When people discuss feel-good stories within the NFL they typically begin with Kurt Warner, a supermarket employee turned Super Bowl MVP. Maybe the most overlooked member of the “feel-good” club though, is David Tyree.
Born in Livingston, N.J., on Jan. 3, 1980, to Thelma Tyree, David had grown up in a broken household, with his parents separating only six months after his birth.
That proved only the beginning for David and his siblings Jessica and Tara, as they faced a seemingly insurmountable amount of turmoil in their youth.
Shortly after a move to Jamaica (where the Tyree family would be staying with his mother and her “friends”), David suffered beatings at the hands of his cohabitants, as he was accused of stealing their money.
In any attempt to defend their brother, David’s sisters were subjected to beatings as well. Eventually, they contacted their mother (who was back home on business) in an effort to escape such a horrific situation.
After being transported back to America, Tara entered the military, and David was enrolled in middle school in East Orange. After some time, David transferred to the Montclair school system where he first started to emerge as an athlete.
Despite the ray of light in the form of a better school system, David still struggled with drugs, alcohol, and even attitude. Growing up in South Orange can create quite a chip on one’s shoulder.
Athletics was David’s No. 1 escape, his No. 1 way to remove himself from the on-goings of his everyday life. By his senior year of high school, David was one of the best track runners in the state and he also received a scholarship to play receiver at Syracuse University.
At Syracuse, Tyree earned a reputation as an amazing special teams player, blocking six punts in his time at SU. The New York Giants were intrigued by this, and selected him in the sixth round of the 2003 NFL Draft.
Tyree made an immediate impact in the NFL on special teams, recording 19 tackles his rookie year, but that would prove not be the most memorable part of his rookie year, as he was arrested and jailed for possession of marijuana in the offseason.
I particularly remember reading on the back page of a local news paper that Tyree had been arrested. As a fan, I was more than disgruntled. The team had just experienced a 4-12 season, and I can remember thinking to myself “Wow, at least I used to be able to count on my favorite team off the field”.
I viewed The Giants as a team that prided itself on high character players, and now I was questioning that.
What happened next changed the course of Giants history.
David Tyree vowed to change his life, becoming a man of God and committing to the mother of his child, Leilah.
The Giants made a key decision as well, choosing to keep Tyree in spite of his recent troubles.
In 2005, Tyree went on to make the Pro Bowl on special teams, and also proved to be a reliable receiver throughout his career.
In February 2008, the story that is David Tyree reached new levels, as he made one of the most improbable catches in football history, propelling The Giants to a world championship.
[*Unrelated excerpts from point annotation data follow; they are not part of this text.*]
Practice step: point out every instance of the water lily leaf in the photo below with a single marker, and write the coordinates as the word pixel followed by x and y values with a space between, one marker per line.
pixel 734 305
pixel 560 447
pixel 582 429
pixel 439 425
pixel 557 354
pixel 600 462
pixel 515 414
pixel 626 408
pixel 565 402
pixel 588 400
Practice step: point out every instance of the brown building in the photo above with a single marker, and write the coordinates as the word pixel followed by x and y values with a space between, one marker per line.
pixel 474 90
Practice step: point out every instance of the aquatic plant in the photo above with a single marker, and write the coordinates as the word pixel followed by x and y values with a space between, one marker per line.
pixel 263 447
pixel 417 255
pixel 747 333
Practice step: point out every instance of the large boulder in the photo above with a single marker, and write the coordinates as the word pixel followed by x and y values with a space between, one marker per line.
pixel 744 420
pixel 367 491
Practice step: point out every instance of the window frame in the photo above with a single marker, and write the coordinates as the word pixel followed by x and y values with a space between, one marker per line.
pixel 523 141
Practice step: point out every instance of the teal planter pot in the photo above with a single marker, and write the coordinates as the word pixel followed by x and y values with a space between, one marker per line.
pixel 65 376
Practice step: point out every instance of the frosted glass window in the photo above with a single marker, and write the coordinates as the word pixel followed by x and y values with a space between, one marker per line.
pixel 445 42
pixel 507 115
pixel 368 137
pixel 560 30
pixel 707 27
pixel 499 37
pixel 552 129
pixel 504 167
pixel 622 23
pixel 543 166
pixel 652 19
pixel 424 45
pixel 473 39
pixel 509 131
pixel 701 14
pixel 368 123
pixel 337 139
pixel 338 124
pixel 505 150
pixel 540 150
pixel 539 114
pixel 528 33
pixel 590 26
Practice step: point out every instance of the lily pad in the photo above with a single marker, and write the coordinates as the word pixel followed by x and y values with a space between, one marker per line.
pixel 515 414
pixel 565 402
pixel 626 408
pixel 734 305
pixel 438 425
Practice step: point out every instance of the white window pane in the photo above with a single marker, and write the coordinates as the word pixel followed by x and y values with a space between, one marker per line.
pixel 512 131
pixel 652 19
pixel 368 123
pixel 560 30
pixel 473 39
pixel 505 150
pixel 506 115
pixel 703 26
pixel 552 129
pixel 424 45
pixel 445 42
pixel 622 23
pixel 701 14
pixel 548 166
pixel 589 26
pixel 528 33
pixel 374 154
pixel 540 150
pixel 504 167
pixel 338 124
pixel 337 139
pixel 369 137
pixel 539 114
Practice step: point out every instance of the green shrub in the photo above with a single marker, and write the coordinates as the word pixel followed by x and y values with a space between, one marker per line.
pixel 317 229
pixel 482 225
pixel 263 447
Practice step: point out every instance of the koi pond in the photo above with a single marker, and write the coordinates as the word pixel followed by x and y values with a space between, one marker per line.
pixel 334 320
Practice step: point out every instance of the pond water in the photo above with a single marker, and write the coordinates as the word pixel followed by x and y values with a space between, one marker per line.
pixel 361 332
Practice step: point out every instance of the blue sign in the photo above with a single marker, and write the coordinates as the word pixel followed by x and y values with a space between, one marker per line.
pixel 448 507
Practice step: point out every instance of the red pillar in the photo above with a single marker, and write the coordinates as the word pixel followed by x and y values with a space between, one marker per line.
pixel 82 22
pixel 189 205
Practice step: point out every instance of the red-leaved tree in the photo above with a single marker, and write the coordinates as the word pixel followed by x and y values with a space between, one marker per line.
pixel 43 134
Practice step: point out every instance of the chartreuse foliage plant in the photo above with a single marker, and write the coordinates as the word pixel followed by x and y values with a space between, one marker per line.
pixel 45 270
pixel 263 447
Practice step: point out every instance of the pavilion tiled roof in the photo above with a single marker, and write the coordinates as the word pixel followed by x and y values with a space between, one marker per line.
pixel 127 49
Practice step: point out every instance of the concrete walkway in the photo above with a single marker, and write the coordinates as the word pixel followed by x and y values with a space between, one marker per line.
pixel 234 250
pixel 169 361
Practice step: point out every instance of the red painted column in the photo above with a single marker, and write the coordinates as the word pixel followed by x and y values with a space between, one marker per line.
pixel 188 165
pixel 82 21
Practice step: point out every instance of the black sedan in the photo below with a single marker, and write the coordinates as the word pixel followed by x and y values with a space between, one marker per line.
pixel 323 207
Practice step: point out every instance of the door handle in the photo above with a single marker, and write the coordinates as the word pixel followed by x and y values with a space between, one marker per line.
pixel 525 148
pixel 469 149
No words can do justice to the events which took place during the play itself.
The outline I gave of his life is a brief one, as David has accomplished much more in his amazing life.
What makes David Tyree such a hero?
In the end, David Tyree is a man who embodies traits that we all must possess in order to thrive as human beings. More importantly though, David’s life conveys the message that it’s not about the destination, but rather the journey.
Determination, resolve, passion, and dignity are all qualities that David embodied after facing such tumultuous circumstances throughout his life.
As people, each and every one of us are focused on self betterment, and in my personal journey of self betterment, my model of success is David Tyree.
This man deserves every ounce of recognition he has received, and I hope and pray that he continues to earn it.
God knows, the Giants need his leadership and skill set now more than ever.